= Eleanor Aller =

American cellist (1917–1995)

Eleanor Aller (Slatkin) (May 20, 1917 – October 12, 1995) was an American cellist and founding member, with her husband, Felix Slatkin, of the Hollywood String Quartet.

==Life and career==
Born in New York City, she was the daughter of cellist Gregory Aller (né Grisha Altschuler), a Jewish emigre from the Russian Empire. Her mother Fannie had studied piano at the Warsaw Conservatory. Eleanor attended Juilliard where she studied with Felix Salmond.

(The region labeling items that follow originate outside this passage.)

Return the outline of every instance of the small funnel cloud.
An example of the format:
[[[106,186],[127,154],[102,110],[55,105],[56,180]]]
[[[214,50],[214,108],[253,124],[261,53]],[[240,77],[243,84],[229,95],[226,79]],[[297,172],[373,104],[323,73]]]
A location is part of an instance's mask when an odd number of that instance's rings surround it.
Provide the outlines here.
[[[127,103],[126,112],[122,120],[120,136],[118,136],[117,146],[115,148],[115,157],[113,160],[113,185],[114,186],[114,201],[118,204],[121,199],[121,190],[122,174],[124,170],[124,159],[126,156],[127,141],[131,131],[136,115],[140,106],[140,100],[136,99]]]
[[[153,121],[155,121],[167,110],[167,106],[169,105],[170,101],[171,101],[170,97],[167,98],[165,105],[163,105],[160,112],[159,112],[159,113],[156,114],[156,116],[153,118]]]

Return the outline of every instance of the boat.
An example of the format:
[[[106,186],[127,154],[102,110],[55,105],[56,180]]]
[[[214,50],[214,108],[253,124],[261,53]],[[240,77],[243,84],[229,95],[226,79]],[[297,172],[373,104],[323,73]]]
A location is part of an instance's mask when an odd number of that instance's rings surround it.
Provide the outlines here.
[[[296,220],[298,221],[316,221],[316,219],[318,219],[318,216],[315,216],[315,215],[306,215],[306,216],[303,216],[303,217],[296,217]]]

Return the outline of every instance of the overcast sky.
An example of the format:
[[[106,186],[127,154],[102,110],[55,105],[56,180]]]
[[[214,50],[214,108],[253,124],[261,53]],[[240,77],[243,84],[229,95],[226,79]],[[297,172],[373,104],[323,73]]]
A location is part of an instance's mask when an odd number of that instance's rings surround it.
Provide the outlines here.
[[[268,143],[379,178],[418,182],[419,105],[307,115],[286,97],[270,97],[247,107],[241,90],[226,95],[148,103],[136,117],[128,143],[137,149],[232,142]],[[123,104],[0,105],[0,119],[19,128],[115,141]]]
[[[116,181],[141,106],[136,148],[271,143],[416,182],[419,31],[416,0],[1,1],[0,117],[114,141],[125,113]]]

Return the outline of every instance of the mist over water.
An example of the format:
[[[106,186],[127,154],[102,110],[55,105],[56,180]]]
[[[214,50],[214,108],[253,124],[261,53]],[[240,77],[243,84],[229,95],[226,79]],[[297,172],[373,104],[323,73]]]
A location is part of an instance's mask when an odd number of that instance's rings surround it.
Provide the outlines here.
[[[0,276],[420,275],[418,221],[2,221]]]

Eleanor Aller became principal cellist in the Warner Bros. Studio Orchestra in 1939, in which her brother, pianist Victor Aller, later became orchestra manager and in which their father also played for a time. She was the first woman to hold a principal chair in a Hollywood studio orchestra. The same year she met and married Felix Slatkin. Shortly after their marriage, the couple founded the Hollywood String Quartet. Aller also continued working as a Hollywood studio musician. She performed the Cello Concerto by Erich Korngold for the soundtrack of the movie Deception starring Bette Davis and Paul Henreid. Eleanor also performed the concert premiere of the Concerto with the Los Angeles Philharmonic in 1946.

Aller won a Grammy Award in 1958 as a member of the Hollywood String Quartet for Beethoven's Op. 130. After Slatkin's death in 1963, in addition to her work with orchestras for movies, Aller played in orchestras for recordings done by Frank Sinatra, who had become a family friend over the years.

Aller continued to work as principal cellist for movie soundtracks, including a solo specially written for her by composer/conductor John Williams for the soundtrack to the 1977 Steven Spielberg movie Close Encounters of the Third Kind.

Her two sons are the conductor Leonard Slatkin and the cellist Frederick Zlotkin. She has three grandchildren, including film composer Daniel Slatkin.